What is primary sales?

Primary sales is the first movement of goods in the distribution chain: goods moving from the company or manufacturer to the distributor or C&F agent. When a spice company ships 1,000 cases to its distributor in Lucknow, that is a primary sale. The company books the revenue, the distributor's ledger is debited, and GST is charged.

Most FMCG companies track primary sales well because the data shows up in their Tally or ERP system as distributor invoices. It is clean, it is easy to report on, and it ties directly to financial statements. If you ask any FMCG CFO what their monthly primary sales number is, they can tell you within minutes.

But primary sales alone tells you almost nothing about what is actually selling at the retail level.

What is secondary sales?

Secondary sales is the next movement: goods moving from the distributor to the retailer. When the Lucknow distributor sells 20 cases of spice to a kirana store in Gomti Nagar, that is a secondary sale. And this is the data point that most Indian FMCG companies struggle to capture.

Without secondary sales data, you are flying blind. You know what you shipped to distributors, but you do not know what actually reached the shelf.

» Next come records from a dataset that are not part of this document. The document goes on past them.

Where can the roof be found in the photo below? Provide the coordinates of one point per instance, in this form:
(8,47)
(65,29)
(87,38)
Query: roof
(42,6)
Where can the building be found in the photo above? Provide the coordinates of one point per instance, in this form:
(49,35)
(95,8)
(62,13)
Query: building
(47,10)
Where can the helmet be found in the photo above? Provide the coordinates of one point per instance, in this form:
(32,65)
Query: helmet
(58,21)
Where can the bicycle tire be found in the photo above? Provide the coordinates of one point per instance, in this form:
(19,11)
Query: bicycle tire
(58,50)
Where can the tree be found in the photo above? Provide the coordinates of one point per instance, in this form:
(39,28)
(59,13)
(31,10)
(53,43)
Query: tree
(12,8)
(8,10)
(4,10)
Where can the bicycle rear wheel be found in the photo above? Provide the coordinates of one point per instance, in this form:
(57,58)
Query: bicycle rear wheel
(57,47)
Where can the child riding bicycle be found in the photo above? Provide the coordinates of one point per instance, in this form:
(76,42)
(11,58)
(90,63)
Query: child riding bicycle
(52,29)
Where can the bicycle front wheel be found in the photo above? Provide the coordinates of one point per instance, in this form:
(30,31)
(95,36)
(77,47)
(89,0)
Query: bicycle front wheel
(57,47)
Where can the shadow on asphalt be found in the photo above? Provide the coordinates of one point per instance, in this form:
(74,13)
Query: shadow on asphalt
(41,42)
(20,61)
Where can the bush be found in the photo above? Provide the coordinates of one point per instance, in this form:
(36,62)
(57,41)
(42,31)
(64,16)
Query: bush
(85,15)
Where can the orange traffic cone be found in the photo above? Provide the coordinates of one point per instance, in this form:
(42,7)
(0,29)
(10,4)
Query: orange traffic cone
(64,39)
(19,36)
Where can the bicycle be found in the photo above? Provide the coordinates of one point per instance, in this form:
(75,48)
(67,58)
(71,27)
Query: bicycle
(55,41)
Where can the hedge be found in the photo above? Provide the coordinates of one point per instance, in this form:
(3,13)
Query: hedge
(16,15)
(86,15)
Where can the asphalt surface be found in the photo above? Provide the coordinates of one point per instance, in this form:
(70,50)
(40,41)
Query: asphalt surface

You do not know which SKUs are moving and which are not. You do not know which territories are strong and which are weak. You do not know whether your distributors are holding excess stock or running dry.

Why the gap matters — a worked example

Let me walk through a real-world scenario. A spice company ships 1,000 cases of its premium turmeric blend to a distributor in Week 1 (primary sales). The distributor sells 600 of those cases to retailers over the month (secondary sales). 400 cases sit unsold in the distributor's warehouse.

In Week 5, the company ships another 1,000 cases to the same distributor. The distributor now has 1,400 cases on hand — 1,000 new cases plus the 400 leftover. The distributor starts demanding credit notes, returns, and extended payment terms because "stock is not moving."

The company responds with aggressive scheme offers to push the distributor to liquidate inventory. The distributor liquidates by dropping prices — which hurts the brand's premium positioning. Retailers who bought at the original price feel cheated. The company cuts shipments in Week 9 to prevent further buildup, leading to out-of-stock situations at retail two weeks later. By the time the next shipment cycle begins, the brand has lost shelf space to a competitor.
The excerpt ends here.